# 3/4 Great Pyrenees, 1/4 Karakachan Puppies



## Eagle1 (Jun 1, 2012)

Beautiful puppies need homes. 1 male and 2 females still need a loving home. $150.00 each. Located in Viburnum. Mom and Dad on property.


----------



## bluefish (Jan 27, 2006)

Is anybody coming to Montana?

Man...................


----------



## CAjerseychick (Aug 11, 2013)

I love the one with the black mask.

Can I trade you a duck- killing giant schnauzer, spayed female (I am at the end of my rope with her)...
she is a great watch dog and good for the house.


----------



## Eagle1 (Jun 1, 2012)

Not sure a duck killer would be appreciated by my flocks of domestics and wild ducks (and geese) besides I would hope the 2 adult LGDs take offense :bash:. Chasing the Canada geese however is something they all practice and take great delight. Took me years to teach the first set of dogs the difference... the next generation learned from their elders.


----------



## CAjerseychick (Aug 11, 2013)

Eagle1 said:


> Not sure a duck killer would be appreciated by my flocks of domestics and wild ducks (and geese) besides I would hope the 2 adult LGDs take offense :bash:. Chasing the Canada geese however is something they all practice and take great delight.

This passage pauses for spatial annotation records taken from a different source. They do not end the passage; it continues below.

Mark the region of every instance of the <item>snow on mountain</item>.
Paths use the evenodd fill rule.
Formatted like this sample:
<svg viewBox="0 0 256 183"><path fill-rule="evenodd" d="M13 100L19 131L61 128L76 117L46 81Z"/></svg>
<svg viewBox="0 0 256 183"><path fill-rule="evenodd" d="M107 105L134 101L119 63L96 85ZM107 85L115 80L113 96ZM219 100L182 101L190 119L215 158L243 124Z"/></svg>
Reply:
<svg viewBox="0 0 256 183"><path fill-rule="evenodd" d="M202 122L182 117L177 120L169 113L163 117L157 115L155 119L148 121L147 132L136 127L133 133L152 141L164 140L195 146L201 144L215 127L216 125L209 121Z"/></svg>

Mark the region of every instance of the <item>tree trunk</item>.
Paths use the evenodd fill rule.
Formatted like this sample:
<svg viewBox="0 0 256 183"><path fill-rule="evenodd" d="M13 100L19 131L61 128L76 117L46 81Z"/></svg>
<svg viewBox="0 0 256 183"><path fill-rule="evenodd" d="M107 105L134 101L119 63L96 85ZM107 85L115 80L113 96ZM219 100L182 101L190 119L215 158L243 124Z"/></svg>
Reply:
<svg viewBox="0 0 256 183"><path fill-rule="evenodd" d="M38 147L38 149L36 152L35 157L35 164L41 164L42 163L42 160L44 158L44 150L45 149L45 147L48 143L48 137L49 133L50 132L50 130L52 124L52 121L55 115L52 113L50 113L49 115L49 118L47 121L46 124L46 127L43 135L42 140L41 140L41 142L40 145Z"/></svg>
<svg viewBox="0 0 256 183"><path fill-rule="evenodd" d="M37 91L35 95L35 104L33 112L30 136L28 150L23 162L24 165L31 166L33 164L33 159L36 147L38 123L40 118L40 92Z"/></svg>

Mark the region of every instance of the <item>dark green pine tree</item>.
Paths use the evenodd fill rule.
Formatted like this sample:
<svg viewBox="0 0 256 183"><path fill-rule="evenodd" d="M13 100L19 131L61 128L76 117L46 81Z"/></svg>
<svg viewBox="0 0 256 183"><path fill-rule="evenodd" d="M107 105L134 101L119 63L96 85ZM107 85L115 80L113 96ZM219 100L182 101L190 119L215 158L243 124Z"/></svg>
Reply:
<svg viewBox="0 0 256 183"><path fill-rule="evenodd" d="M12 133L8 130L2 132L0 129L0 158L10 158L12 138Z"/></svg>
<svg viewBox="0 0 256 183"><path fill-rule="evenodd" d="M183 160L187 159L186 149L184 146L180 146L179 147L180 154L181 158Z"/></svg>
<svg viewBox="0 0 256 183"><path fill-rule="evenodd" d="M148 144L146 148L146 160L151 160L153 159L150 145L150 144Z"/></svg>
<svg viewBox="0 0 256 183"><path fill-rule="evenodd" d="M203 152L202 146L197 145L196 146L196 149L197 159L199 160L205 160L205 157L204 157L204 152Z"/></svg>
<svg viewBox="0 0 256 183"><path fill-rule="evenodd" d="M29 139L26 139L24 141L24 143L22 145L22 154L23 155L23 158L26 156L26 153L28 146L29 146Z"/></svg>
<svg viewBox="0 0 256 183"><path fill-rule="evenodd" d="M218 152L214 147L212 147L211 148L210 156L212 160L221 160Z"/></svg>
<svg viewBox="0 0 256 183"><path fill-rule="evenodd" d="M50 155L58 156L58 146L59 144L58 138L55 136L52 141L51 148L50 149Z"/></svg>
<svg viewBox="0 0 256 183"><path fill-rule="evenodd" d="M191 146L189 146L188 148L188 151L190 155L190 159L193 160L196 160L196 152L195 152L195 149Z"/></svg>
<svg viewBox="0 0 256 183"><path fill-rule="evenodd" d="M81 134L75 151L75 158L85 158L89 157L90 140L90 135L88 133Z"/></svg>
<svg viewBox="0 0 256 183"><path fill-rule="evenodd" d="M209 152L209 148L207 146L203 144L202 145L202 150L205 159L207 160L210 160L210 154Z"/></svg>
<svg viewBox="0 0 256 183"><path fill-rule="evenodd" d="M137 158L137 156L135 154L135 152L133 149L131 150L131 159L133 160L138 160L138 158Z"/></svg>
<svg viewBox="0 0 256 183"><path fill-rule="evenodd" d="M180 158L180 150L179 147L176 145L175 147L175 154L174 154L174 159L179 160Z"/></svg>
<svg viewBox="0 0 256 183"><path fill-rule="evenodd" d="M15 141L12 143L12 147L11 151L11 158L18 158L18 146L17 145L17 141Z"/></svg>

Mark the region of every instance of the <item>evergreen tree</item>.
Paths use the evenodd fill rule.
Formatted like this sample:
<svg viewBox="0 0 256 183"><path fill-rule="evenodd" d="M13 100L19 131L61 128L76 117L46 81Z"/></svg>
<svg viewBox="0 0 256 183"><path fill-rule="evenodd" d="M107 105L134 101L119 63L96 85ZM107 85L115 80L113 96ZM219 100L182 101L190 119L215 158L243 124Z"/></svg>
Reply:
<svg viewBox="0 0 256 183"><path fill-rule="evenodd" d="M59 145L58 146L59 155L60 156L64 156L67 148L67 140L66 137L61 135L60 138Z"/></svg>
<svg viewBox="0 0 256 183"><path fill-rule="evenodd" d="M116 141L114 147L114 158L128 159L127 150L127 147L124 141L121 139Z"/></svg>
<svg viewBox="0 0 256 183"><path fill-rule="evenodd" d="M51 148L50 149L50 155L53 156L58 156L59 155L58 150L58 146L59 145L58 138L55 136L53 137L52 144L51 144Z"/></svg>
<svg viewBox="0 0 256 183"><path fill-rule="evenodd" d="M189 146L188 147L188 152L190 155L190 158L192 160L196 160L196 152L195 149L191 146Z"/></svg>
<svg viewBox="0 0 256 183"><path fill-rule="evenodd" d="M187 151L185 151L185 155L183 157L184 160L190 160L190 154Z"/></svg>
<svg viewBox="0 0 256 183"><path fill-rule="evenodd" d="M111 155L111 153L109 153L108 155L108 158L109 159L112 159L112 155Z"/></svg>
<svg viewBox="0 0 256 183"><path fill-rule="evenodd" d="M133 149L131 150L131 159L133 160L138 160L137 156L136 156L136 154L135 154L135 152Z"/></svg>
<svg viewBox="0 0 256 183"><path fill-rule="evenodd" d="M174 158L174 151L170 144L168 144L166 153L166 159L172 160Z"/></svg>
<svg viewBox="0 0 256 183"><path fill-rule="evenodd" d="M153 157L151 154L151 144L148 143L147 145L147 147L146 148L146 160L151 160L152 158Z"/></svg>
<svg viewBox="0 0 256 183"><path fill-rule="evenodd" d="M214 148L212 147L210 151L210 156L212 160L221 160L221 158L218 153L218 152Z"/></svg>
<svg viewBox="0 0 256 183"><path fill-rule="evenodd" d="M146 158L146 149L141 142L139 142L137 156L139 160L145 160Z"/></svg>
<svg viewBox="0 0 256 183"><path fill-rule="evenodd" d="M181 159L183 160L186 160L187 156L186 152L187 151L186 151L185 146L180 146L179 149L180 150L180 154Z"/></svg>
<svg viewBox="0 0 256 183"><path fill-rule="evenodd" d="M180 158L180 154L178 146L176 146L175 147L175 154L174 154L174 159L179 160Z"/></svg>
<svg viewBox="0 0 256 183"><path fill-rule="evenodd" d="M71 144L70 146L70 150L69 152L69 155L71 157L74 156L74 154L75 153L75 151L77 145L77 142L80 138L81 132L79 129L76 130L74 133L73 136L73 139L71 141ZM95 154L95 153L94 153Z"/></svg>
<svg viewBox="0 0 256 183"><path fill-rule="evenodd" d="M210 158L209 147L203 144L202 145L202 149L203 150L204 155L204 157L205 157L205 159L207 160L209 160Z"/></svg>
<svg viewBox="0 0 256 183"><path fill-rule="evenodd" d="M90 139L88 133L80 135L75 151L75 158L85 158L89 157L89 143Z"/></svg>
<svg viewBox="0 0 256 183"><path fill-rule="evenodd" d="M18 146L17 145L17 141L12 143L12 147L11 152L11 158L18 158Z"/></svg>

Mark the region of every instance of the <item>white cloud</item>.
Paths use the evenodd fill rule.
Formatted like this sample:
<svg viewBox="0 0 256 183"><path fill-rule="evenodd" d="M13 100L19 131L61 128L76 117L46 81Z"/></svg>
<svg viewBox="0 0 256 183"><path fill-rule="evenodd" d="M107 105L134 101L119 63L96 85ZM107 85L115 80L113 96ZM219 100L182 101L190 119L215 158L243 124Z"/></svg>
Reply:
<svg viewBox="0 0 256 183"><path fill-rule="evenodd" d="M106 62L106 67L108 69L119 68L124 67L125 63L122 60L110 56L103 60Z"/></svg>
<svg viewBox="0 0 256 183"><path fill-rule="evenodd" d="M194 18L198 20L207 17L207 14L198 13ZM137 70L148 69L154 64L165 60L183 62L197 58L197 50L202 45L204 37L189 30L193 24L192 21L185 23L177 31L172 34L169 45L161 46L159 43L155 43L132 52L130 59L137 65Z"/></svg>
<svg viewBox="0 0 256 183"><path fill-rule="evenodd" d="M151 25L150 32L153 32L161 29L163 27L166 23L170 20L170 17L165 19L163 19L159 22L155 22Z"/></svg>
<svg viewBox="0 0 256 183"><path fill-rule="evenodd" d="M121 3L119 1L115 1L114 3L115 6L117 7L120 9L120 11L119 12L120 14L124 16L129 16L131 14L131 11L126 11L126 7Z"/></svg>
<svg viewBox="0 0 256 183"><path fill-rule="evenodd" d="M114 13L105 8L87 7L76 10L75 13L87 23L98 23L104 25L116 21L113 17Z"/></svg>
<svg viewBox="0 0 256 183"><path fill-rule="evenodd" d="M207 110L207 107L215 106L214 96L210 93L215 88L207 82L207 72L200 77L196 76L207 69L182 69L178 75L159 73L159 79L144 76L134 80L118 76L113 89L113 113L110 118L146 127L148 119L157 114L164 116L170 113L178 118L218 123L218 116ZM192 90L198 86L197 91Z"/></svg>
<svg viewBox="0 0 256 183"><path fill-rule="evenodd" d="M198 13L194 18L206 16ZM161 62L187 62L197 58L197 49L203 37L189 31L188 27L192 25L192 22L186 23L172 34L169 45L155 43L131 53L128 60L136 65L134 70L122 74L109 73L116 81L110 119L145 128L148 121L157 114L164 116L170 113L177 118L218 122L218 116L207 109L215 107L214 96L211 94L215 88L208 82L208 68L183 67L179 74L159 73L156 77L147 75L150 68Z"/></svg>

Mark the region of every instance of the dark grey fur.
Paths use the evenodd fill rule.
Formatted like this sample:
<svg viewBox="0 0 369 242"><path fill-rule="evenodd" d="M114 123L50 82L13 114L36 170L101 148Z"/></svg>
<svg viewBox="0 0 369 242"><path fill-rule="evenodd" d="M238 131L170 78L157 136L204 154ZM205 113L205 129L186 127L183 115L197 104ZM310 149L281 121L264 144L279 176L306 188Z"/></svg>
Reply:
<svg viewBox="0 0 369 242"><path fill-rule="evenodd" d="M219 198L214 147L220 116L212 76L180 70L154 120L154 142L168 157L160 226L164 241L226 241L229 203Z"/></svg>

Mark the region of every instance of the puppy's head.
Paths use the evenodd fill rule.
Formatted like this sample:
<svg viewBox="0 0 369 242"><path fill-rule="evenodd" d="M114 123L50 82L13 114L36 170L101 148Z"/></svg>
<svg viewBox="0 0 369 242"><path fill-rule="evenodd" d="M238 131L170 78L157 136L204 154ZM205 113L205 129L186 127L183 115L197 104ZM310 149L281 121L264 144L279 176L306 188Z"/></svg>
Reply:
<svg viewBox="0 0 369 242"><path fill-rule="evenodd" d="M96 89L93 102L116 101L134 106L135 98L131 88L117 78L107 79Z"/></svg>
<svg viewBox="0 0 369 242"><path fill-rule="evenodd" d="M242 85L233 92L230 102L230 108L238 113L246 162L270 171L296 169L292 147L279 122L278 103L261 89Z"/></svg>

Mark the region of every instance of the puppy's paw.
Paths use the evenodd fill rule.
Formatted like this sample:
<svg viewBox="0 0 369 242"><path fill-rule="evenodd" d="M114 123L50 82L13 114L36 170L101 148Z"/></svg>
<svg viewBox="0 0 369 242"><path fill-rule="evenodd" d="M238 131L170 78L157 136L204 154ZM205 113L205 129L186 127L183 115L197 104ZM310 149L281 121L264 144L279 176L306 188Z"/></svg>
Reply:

Took me years to teach the first set of dogs the difference... the next generation learned from their elders.


actually thats what she needs is correction from some serious LGDs-- our 10 month old pup just looks at her and stays away (he knows its wrong, but she is his elder)....
The dogs in general though, wont let wild geese or even crows land - they chase them off....

hope you find good homes for those pups, they are nice looking ...


----------



## bhawkwind (Jul 29, 2009)

Anybody passing through to Michigan? Sigh.


----------



## Eagle1 (Jun 1, 2012)

Well the only folk I know from Michigan fled the UP a few years ago and are now living here... 

I can throw in a free nights stay for an RV or tent :dance: Going to be a nice weekend.


----------



## Eagle1 (Jun 1, 2012)

Note the pups have had 2 wormings and their first round of shots (6 weeks). They will receive their second round of shots on Saturday when they are 9 weeks. We can do the 3 round at 12 weeks as needed.


----------



## Eagle1 (Jun 1, 2012)

Only two left, one male and one female. 

Boo = Female pure white, all GP in demeanor and looks. Super happy puppy. 









Evie = Male with a big ego. He's the one to start the fight (usually the girls end it.) but is all cuddles with people he knows. Much more of the Karakachan demeanor.


----------



## Tango (Aug 19, 2002)

Wish I could take both of them but I'm not ready yet. They're adorable.


----------



## Eagle1 (Jun 1, 2012)

Now just one left.. Evie, black and white male. 

Outside chance we'll let one of the girls marked to stay go, depends on my DD.


----------



## Eagle1 (Jun 1, 2012)

All pups sold. 2 to east coast, 1 to west coast, 2 in MO and the 2 we are keeping (despite me knowing better). 
If you ever seen some poor old dude chasing 4 LGD's around the woods with a border mix in tow you found our place... :hrm:


----------



## wintrrwolf (Sep 29, 2009)

aww shucks I just decided to invest in a lgd. Just my luck.


----------